On peut certes rêver d'alternatives à l'arme nucléaire mais la question de la crédibilité de la dissuasion aux yeux de l'adversaire demeure essentielle. Il existe deux types d'alternatives à l'arme nucléaire. En premier lieu, une alternative technique avec une défense antimissile efficace surtout contre la menace balistique. La défense contre des missiles de croisière à longue portée reste quant à elle délicate. On peut aussi penser à l'alternative que constitueraient des missiles conventionnels classiques de nouvelle génération, comme les futurs missiles américains à propulsion hypersonique. Ce premier type d'alternative est très coûteux pour une efficacité douteuse ; surtout elle ne fait pas peur, à la différence des images terrifiantes d'Hiroshima et de Nagasaki que chacun conserve en mémoire. La première vertu de la dissuasion nucléaire est en effet de faire peur.

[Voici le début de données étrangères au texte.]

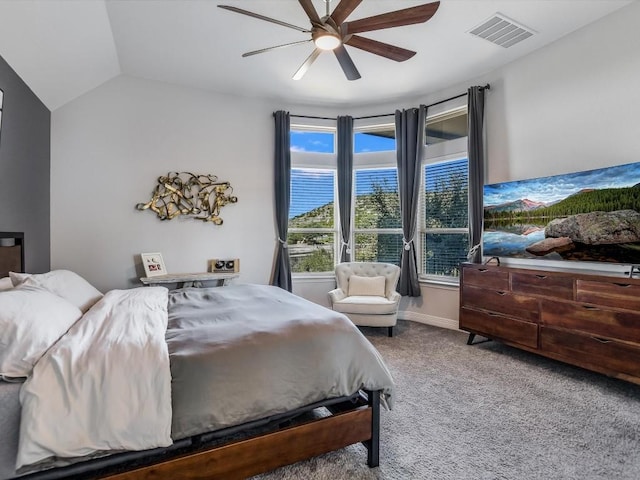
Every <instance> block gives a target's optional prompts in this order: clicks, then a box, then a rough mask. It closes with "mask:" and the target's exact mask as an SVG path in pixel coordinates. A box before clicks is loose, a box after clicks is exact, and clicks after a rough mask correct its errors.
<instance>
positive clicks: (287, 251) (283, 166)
mask: <svg viewBox="0 0 640 480" xmlns="http://www.w3.org/2000/svg"><path fill="white" fill-rule="evenodd" d="M273 116H274V118H275V154H274V160H275V164H274V173H275V189H274V190H275V192H274V194H275V218H276V232H277V234H278V243H277V245H276V253H275V262H274V267H273V276H272V278H271V285H276V286H278V287H280V288H283V289H284V290H288V291H289V292H290V291H291V290H292V282H291V263H290V261H289V250H288V249H287V229H288V226H289V205H290V203H291V140H290V134H289V130H290V127H291V120H290V118H289V112H285V111H282V110H279V111H277V112H275V113H274V114H273Z"/></svg>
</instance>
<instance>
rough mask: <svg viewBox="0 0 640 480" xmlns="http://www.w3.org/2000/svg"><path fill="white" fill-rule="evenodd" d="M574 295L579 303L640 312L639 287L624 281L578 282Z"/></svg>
mask: <svg viewBox="0 0 640 480" xmlns="http://www.w3.org/2000/svg"><path fill="white" fill-rule="evenodd" d="M576 294H577V297H576V299H577V300H578V301H579V302H585V303H596V304H598V305H606V306H609V307H616V308H627V309H629V310H640V285H638V284H637V283H627V282H625V281H624V279H620V281H619V282H597V281H590V280H578V281H577V283H576Z"/></svg>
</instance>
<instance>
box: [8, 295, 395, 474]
mask: <svg viewBox="0 0 640 480" xmlns="http://www.w3.org/2000/svg"><path fill="white" fill-rule="evenodd" d="M168 313H169V326H168V329H167V332H166V340H167V344H168V346H169V355H170V360H171V362H170V363H171V377H172V404H173V414H174V417H173V425H172V435H171V436H172V438H173V439H174V441H175V440H179V441H180V442H184V441H187V440H188V439H189V438H190V437H191V436H194V435H200V434H204V433H207V432H212V431H213V432H215V431H221V432H222V431H226V430H228V429H230V428H234V427H235V426H238V425H245V424H247V423H250V422H262V421H263V419H266V418H269V419H273V418H278V417H281V416H284V415H287V414H288V412H292V411H296V410H301V409H304V408H305V407H306V406H309V405H312V404H316V403H318V404H319V403H323V402H325V401H326V400H327V399H331V398H334V399H338V398H344V397H349V396H351V395H353V394H354V393H355V392H357V391H358V390H359V389H367V390H382V402H383V404H387V405H388V406H391V404H392V398H393V397H392V392H393V380H392V378H391V375H390V374H389V372H388V370H387V368H386V366H385V365H384V362H383V361H382V359H381V357H380V356H379V354H378V352H377V351H376V350H375V348H374V347H373V346H372V345H371V344H370V343H369V342H368V341H367V340H366V338H364V336H363V335H362V334H361V333H360V332H359V330H358V329H357V328H356V327H355V326H354V325H353V324H352V323H351V322H350V321H349V320H348V319H347V318H346V317H344V315H341V314H339V313H336V312H332V311H331V310H328V309H326V308H324V307H321V306H319V305H316V304H313V303H311V302H308V301H306V300H304V299H301V298H299V297H296V296H294V295H291V294H290V293H288V292H285V291H284V290H282V289H279V288H276V287H269V286H256V285H237V286H227V287H224V288H209V289H194V288H192V289H181V290H177V291H174V292H171V293H170V295H169V306H168ZM20 386H21V384H12V383H6V382H0V431H1V432H2V441H1V442H0V479H6V478H13V477H14V476H15V470H14V469H15V460H16V455H17V445H18V432H19V419H20V410H21V408H20V402H19V391H20ZM212 405H213V406H215V408H213V409H212V408H211V406H212ZM254 426H255V424H254ZM181 439H187V440H181ZM180 442H179V443H180ZM131 453H135V454H137V456H138V457H140V456H142V455H145V452H131ZM114 457H115V456H114ZM43 473H44V472H43Z"/></svg>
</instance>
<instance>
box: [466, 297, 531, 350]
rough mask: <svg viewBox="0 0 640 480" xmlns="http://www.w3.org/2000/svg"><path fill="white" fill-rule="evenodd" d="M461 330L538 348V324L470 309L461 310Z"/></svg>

La deuxième alternative réside dans un système de sécurité collective. La dissuasion nucléaire est pour moi une garantie en cas d'échec de la paix libérale au sens kantien. Le nombre de conflits traditionnels est certes en diminution sur la longue durée et peut-être que la sécurité collective deviendra le paradigme dominant dans cinquante ans, la dissuasion s'effaçant alors, mais nous en sommes loin et il n'y a aujourd'hui, à mon sens, pas d'alternative crédible à la dissuasion nucléaire.
S'agissant de la deuxième question, je pense qu'il n'existe pas de situation où la dissuasion nucléaire pourrait être utilisée face aux menaces terroristes sauf peut-être dans le cas d'un terrorisme nucléaire directement commandité par un État détenteur. Il s'agit là d'un scénario extrême mais qui avait déjà été évoqué dans un discours de Jacques Chirac en 2006. Les Britanniques partageaient d'ailleurs ce point de vue.